Soil at the heart of everything

She believes we need more soil-centric policymaking with a much bigger commitment at the national level to make soils better, since this underpins so many of the UK government’s commitments on the environment. 

“If we get it right we can also encourage the flow of fresh private money into soil health. Pension funds, investment banks and insurance firms are all thinking about how to invest and build resilience in society, whether this involves combatting flooding or drought for instance, again soil health is at the heart of this issue,” says Ellen.

She adds: “The fact is we don’t have any soil focused regulations in this country. We have water regulations where soil is the delivery mechanism. It’s great that there is growing interest in nature-based solutions, with landowners creating ‘spongy landscapes’ and looking to regenerative farming. But all it takes is one farmer planting one high-risk crop on a fragile soil at the wrong time and this inadvertently causes compaction and serious flooding. The climate is becoming more challenging so we’re going to need to adapt.” 

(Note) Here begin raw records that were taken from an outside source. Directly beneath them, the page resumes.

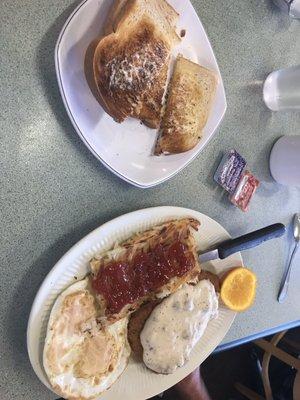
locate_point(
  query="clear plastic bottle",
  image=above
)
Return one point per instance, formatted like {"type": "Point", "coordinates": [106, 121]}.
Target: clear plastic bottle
{"type": "Point", "coordinates": [282, 89]}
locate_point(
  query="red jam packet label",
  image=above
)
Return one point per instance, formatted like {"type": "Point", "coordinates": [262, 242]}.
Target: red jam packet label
{"type": "Point", "coordinates": [245, 191]}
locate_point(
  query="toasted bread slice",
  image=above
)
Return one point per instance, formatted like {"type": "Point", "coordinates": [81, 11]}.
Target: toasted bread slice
{"type": "Point", "coordinates": [126, 64]}
{"type": "Point", "coordinates": [190, 98]}
{"type": "Point", "coordinates": [127, 12]}
{"type": "Point", "coordinates": [152, 103]}
{"type": "Point", "coordinates": [147, 244]}
{"type": "Point", "coordinates": [141, 34]}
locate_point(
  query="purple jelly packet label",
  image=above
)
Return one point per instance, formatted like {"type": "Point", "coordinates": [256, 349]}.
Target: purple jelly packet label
{"type": "Point", "coordinates": [230, 170]}
{"type": "Point", "coordinates": [245, 191]}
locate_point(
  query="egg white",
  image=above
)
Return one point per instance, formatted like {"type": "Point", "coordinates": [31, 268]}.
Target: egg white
{"type": "Point", "coordinates": [62, 374]}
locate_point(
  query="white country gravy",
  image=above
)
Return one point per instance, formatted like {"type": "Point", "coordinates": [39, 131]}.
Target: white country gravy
{"type": "Point", "coordinates": [176, 325]}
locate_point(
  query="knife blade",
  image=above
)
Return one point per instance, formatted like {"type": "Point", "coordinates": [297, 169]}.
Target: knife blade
{"type": "Point", "coordinates": [245, 242]}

The Sustainable Soils Alliance (SSA) that Ellen Fay founded has now grown into one of the UK’s leading soils-focused organisations. It was started when Mary Mead, the co-founder of Yeo Valley dairy gave Ellen a cheque for £7,000 to go and do something about soil health. Nine years later, she and her team continue to drive debate on critical issues. 

“There’s still a lot of work to do. We still need a unified voice around soil. We think about soil as a generic thing, yet we’ve got over 720 different soil types in this country. So what works in one area is very different to another. For instance, could we plan land use more around soil potential. How can we help people to really understand what their soil capabilities or vulnerabilities are?” asks Fay. 

One thing SSA have been campaigning for since 2020 is to try and get open access to the National Soils Maps and Data for England and Wales, which was only recently achieved by the government. This will allow this taxpayer‑funded resource to be used by farmers, researchers and local authorities to make informed decisions about soils in the landscape. 

“This is a really good news story. We hope that these maps are going to be accompanied by good guidance so people can start to really understand our soils and where the potential is for, say, farming for carbon or how soils influences hydrology. Again, it’s all about having that common language around soils,” says Fay.

She concludes: “We need to stay focused, stay collaborative and keep pushing for the soil centred solutions that will secure a liveable future.”